Today is Samhain, beginning and end of the Celtic New Year.  A time where the veil between the “seen world of matter and the unseen world of spirit” (Glennie Kindred) is at its thinnest.   It is a time for our Ancestors to step forward from the land of shadows and sit with us once again in the circle of light; a time to honour all those who have gone before us – those that once were here in body and now are gone beyond our Earthly reach.  We name them and we remember them, for it is in this naming and remembering that they remain alive to us always.

As has been tradition in our home for a few years now, it is also the time where we all choose new Medicine Cards.  Medicine for us to muse on for the coming year.  Medicine that may help to shine a light on those places that may be hiding from us in our own shadows.
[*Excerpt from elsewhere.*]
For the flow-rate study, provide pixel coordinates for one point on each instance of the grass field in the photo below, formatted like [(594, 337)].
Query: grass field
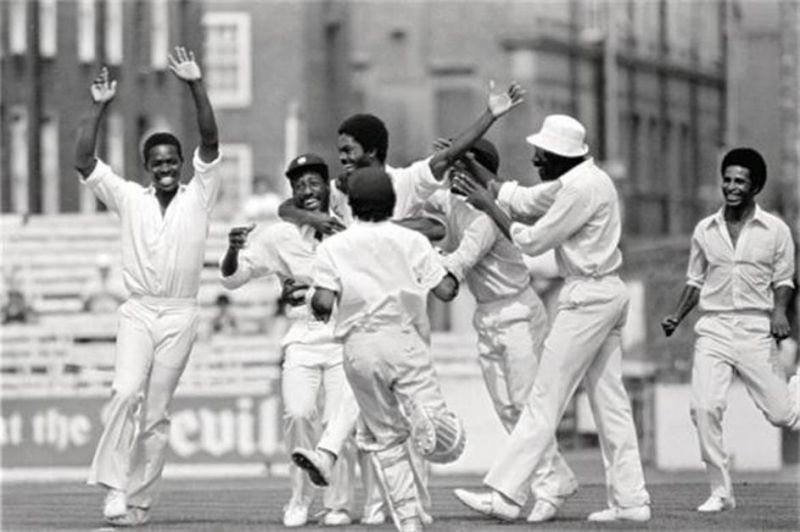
[(767, 501)]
For me, this year is for the Black Panther, whose medicine is Embracing The Unknown.

If the Black Panther has appeared today, it may be telling you not to worry about the future.  Trust that you are not supposed to mentally “figure it out” at this time.  You may need to confront fears of the unknown, of being less than you truly are, or an inability to simply BE.  Let go of fears that appear as obstacles or barriers.  Embrace the unknown and flow with the mystery that is unfolding in your life.  The next step may be leaping empty-handed into the void with implicit trust.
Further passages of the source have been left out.